I mnie przeczytały rzecz jasna. Dlatego właśnie, przy 34 stopniowym upale, na rozgrzanej patelni smażyłam placki, choć ciało i umysł krzyczały zgodnym chórem, żeby je obłożyć lodem, a najlepiej zamknąć w lodówce. Wyczytały we mnie te podstępne dzieciaczyska, że jakiś spokój i błogość na mnie spływa kiedy widzę, że najedzone, a matczyny obowiązek naczelnej karmicielki spełniłam z wyróżnieniem. I w druga stronę, czytają mój niepokój i narastające obawy, kiedy brak im apetytu. Idealnie wykorzystują wiedzę o moich paranojach, o szalejącej wyobraźni podpowiadającej najmroczniejsze historie, kiedy zamiast prosić o dokładkę dłubią w talerzu widelcem.
Dałam się podejść, nie przeczę. Ci moi niepoprawni plackożercy za nic mają falę upałów, która zalała Europę. W zupełnej pogardzie mają fakt, że powietrze stoi, rozgrzane i gęste, szczególnie w kuchni, w której nie ma czym oddychać. Mogliby się wprawdzie zadowolić zwykłą kanapką, albo kabanosem nawet. Mogliby, ale po co? Skoro sfiksowana karmicielka nie zdoła przecież odmówić stania przy rozgrzanej patelni nawet w 34 stopniowym upale i bliska omdlenia spełni ich plackowe roszczenia. Wiedzą, że uderzyli czułą strunę.
Zatem stoję i smażę. Rozpuszczam się powoli jednak zupełnie nie mam poczucia porażki. Wręcz przeciwnie. Pół kilo tak bardzo znienawidzonego przez moje dzieci białego sera zniknie bowiem za chwilę w ich paszczach przy akompaniamencie mlaśnięć i pełnych zachwytu cmoknięć i ta świadomość napawa mnie uczuciem biegunowo różnym od porażki.
Dzieci to cwane bestie, ale nie tak cwane jak ich matki. Szach mat!
PLACUSZKI SEROWE
- 500g białego chudego sera twarogowego
- 2 jajka
- 2 łyżeczki cukru wanilinowego
- 5 łyżek cukru
- ok ¾ szklanki mąki
- 2 łyżki oleju
- opcjonalnie borówki lub jagody
Białka oddzielić od żółtek. Ubić na sztywną pianę. Ser połączyć z żółtkami, cukrem wanilinowym, cukrem i olejem. Zmiksować. Dodać przesianą mąkę. Połączyć delikatnie z pianą z białek. Dodać owoce i wymieszać delikatnie, aby nie rozgnieść owoców.

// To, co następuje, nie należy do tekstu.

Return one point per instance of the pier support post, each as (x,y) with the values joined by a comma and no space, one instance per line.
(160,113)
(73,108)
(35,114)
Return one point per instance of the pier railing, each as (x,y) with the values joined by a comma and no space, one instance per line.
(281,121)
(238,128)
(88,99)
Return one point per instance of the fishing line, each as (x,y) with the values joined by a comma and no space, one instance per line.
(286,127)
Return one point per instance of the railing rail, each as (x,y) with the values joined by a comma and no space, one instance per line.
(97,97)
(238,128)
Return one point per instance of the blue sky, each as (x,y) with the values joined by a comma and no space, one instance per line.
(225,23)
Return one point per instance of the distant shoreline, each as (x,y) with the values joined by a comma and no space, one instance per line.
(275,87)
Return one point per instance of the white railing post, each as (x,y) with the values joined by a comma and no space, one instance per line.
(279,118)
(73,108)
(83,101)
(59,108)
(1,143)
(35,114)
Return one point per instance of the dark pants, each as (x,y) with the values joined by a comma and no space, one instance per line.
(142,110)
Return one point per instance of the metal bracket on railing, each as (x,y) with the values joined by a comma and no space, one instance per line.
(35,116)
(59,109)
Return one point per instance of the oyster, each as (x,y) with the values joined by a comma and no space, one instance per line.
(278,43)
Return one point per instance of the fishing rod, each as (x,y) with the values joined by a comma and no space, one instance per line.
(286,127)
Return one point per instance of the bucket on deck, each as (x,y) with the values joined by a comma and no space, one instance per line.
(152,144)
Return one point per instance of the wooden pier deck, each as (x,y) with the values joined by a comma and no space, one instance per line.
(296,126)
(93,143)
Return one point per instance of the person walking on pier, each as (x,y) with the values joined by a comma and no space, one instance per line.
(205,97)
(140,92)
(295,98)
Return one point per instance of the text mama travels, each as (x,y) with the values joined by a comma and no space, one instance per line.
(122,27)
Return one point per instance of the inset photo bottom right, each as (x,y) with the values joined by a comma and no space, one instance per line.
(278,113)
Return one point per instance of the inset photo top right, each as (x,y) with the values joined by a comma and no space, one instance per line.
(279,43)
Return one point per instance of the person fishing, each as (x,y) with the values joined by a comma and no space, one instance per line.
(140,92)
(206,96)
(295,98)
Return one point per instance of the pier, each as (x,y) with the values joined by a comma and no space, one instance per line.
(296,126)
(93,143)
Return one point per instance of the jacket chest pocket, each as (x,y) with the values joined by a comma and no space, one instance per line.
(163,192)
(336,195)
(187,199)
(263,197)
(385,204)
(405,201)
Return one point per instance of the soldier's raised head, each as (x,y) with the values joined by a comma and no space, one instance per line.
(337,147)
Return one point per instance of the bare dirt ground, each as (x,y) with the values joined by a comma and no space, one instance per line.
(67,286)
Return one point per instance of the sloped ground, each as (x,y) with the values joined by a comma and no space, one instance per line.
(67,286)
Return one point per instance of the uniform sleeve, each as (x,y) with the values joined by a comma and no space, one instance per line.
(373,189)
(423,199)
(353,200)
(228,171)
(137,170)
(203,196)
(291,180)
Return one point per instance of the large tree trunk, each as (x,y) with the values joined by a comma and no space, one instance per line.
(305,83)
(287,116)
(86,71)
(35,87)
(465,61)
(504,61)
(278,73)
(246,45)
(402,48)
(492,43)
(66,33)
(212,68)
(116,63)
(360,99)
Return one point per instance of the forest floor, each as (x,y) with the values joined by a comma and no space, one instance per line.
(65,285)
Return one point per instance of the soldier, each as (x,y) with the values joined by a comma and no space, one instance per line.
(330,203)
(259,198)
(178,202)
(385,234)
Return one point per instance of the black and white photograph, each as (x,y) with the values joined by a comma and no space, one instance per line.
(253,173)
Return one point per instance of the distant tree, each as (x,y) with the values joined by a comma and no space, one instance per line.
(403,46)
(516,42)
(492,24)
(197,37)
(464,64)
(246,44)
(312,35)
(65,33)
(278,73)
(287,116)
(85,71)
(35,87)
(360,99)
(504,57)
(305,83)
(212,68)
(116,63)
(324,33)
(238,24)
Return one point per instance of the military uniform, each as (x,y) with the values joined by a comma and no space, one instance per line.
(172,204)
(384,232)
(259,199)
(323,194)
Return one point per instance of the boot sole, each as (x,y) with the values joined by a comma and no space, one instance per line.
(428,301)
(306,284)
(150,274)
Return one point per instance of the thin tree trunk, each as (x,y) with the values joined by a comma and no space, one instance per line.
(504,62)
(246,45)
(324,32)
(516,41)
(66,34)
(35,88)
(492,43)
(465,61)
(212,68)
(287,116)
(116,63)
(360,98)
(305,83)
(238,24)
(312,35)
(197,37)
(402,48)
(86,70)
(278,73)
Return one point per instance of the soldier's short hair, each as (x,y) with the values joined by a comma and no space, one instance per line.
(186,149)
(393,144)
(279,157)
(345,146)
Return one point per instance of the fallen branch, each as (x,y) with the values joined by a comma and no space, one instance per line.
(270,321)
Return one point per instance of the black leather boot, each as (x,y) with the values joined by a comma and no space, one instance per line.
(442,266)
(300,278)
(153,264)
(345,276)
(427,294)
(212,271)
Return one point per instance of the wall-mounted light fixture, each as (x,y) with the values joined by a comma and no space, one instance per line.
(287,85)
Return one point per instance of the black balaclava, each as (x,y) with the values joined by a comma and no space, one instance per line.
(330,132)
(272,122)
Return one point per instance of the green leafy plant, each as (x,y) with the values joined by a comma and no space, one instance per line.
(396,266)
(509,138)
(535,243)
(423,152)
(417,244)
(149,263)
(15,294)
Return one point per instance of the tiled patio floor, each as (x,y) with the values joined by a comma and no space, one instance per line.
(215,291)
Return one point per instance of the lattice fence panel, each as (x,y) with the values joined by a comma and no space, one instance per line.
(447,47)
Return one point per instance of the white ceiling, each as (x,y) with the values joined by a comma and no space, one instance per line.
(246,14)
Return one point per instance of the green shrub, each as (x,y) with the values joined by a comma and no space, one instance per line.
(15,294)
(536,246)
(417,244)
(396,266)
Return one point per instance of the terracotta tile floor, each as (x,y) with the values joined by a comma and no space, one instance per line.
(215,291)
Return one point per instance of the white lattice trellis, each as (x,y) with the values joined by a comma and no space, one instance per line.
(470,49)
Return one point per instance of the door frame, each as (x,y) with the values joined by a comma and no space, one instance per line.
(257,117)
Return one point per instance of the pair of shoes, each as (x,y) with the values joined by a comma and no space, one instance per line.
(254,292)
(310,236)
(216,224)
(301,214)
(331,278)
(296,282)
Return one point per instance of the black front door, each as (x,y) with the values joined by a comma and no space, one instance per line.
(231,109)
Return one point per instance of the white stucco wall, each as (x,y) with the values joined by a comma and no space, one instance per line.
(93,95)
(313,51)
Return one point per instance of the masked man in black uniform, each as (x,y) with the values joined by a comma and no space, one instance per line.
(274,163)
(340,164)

Masa powinna mieć konsystencję bardzo gęstej śmietany. Jeżeli uznacie, że jest zbyt gęsta na tym etapie można dodać łyżkę jogurtu naturalnego, jeśli zbyt rzadka – jeszcze trochę mąki.
Smażymy ok 2 minut z każdej ze stron, nakładając łyżką na rozgrzany olej. Po wystygnięciu posypać cukrem pudrem, lub nie. Wg uznania.